Il coniuge superstite può vendere la casa solo se ne è proprietario, in tutto o in parte, e se ci sono le condizioni giuridiche per trasferire l’immobile. Se l’abitazione è caduta in successione insieme ad altri eredi, ad esempio figli o altri chiamati, il coniuge potrà vendere solo la propria quota, salvo accordo con tutti gli altri comproprietari per vendere l’intero immobile.
Va considerato anche il diritto di abitazione sulla casa familiare. L’art. 540 del Codice civile riconosce al coniuge superstite, anche quando concorre con altri eredi, il diritto di abitazione sulla casa adibita a residenza familiare e il diritto d’uso sui mobili che la corredano, se di proprietà del defunto o comuni.
Questo diritto può incidere sulla vendita: gli altri eredi possono essere proprietari della loro quota, ma l’immobile resta gravato dal diritto di abitazione del coniuge superstite. Di conseguenza, la casa può risultare meno appetibile sul mercato, perché l’acquirente dovrebbe rispettare tale diritto finché rimane valido.

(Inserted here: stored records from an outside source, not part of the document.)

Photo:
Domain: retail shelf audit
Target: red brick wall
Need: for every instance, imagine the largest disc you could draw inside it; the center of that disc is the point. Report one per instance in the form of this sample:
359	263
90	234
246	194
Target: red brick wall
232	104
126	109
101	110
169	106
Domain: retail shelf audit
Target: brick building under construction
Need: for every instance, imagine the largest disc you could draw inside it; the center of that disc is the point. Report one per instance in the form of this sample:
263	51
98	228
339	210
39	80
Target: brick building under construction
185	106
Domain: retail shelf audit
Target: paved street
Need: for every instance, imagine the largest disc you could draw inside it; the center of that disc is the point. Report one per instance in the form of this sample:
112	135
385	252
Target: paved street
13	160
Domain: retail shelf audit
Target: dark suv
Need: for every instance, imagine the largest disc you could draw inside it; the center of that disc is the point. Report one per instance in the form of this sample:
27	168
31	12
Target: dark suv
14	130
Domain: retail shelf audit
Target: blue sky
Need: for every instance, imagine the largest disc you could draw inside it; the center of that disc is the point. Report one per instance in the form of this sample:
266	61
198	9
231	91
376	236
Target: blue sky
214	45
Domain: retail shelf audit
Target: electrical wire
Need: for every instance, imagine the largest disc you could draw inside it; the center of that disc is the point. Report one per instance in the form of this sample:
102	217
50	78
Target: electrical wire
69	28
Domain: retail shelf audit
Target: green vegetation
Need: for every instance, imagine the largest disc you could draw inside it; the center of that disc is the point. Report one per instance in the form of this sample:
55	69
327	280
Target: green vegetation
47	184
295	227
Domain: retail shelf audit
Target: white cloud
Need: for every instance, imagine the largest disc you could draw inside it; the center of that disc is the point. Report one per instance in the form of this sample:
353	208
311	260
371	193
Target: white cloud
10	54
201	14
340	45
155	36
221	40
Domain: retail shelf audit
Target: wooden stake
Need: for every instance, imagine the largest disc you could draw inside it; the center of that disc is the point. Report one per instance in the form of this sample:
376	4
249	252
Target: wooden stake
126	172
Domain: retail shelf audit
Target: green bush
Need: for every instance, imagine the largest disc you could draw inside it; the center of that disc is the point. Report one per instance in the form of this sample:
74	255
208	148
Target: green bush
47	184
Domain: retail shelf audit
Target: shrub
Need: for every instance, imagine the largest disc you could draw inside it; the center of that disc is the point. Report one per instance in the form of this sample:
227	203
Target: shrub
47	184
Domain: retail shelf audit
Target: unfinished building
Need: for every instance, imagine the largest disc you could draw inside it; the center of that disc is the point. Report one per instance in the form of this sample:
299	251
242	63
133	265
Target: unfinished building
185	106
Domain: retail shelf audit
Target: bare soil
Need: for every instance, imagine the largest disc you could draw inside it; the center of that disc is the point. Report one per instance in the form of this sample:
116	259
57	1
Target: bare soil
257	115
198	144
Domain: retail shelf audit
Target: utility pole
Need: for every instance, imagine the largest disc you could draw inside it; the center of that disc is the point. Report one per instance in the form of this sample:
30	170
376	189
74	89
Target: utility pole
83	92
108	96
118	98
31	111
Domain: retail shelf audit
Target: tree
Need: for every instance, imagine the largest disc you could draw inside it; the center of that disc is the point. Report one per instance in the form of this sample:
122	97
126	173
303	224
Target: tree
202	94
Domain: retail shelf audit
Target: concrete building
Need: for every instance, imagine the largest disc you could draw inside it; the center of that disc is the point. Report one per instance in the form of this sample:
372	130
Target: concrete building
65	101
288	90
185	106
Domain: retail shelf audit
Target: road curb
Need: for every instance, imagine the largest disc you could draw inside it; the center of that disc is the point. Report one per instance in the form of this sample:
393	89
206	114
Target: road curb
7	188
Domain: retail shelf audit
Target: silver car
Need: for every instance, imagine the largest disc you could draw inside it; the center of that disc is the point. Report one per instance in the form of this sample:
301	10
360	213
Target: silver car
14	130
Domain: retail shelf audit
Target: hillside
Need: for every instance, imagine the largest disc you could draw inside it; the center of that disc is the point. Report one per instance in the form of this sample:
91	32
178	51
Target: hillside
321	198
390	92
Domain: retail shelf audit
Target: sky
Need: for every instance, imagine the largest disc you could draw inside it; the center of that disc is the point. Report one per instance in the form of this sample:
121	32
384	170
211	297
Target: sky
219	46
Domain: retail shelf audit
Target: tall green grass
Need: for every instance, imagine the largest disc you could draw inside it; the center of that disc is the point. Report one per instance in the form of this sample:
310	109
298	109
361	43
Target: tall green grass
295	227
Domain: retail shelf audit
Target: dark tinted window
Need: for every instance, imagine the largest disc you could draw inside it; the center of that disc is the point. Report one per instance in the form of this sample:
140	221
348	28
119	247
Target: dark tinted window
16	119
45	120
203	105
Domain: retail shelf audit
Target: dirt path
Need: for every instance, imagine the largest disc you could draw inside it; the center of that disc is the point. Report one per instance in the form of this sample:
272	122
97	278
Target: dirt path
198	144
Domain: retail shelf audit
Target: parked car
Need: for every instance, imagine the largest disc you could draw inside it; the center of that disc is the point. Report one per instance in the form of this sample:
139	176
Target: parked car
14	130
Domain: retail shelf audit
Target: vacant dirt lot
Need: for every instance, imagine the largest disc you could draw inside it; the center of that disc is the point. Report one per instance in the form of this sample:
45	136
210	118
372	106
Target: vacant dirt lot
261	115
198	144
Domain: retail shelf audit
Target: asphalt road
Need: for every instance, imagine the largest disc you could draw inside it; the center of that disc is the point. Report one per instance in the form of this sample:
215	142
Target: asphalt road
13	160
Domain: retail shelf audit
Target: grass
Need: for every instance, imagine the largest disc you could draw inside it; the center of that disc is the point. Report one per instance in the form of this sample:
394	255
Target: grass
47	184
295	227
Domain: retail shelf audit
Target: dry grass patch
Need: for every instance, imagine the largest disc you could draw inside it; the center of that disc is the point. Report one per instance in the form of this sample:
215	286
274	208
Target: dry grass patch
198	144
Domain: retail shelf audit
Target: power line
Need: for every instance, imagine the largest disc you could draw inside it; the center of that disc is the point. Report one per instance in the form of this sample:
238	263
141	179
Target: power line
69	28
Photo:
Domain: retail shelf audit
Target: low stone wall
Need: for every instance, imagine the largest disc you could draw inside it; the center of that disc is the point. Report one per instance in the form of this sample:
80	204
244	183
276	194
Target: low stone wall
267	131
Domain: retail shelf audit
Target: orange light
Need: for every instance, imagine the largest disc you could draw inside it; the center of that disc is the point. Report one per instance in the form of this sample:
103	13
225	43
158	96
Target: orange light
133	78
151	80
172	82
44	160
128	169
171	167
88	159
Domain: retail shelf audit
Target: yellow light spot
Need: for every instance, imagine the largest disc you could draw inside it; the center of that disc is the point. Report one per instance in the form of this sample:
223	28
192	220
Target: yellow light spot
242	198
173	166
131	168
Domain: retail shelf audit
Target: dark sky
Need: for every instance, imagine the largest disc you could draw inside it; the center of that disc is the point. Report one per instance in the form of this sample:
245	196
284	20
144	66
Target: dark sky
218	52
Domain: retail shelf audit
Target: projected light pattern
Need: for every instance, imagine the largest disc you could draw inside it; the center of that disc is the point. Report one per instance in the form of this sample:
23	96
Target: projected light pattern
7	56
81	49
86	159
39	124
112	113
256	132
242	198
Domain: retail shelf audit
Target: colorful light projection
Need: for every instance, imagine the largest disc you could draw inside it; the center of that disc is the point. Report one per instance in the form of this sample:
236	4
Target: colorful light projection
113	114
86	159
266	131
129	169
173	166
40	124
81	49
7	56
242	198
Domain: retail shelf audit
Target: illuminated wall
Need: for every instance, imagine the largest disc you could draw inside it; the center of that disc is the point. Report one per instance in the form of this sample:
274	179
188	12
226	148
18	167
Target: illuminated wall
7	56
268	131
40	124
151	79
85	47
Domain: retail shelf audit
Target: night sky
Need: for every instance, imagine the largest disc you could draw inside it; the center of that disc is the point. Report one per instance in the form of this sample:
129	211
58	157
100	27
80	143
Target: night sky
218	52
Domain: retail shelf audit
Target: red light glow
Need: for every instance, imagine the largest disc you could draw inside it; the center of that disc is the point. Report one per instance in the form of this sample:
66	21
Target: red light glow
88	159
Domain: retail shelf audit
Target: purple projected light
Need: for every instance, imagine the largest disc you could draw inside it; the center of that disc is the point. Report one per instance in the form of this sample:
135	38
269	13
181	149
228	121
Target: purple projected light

Se invece tutti gli eredi, compreso il coniuge superstite, sono d’accordo, è possibile procedere alla vendita dell’intero immobile, regolando nell’atto notarile anche gli effetti del diritto di abitazione e la ripartizione del prezzo tra gli aventi diritto.
Può presentarla un erede, un chiamato o un legatario (anche uno solo, non è necessario che siano tutti). Il termine ordinario è 12 mesi dal decesso; oltre, è possibile la presentazione tardiva con sanzioni.
Il retratto può essere esercitato finché dura la comunione ereditaria, cioè fino alla divisione, ma la giurisprudenza lo assoggetta anche alla prescrizione ordinaria di 10 anni dalla vendita della quota. Il retratto consente ai coeredi di subentrare al terzo alle stesse condizioni dell’atto.
La dichiarazione di successione può essere presentata anche da un solo erede/chiamato. Per vendere l’immobile, chi vende deve aver accettato l’eredità e trascritto l’accettazione prima dell’atto notarile.
Per vendere la quota di eredità di un immobile bisogna prima regolarizzare la successione, accettare l’eredità e trascrivere l’accettazione. Poi si può cedere la quota a un coerede oppure a un terzo con atto notarile. Se si vende l’intera quota ereditaria a un estraneo, occorre notificare la proposta agli altri coeredi, che possono esercitare la prelazione entro 60 giorni.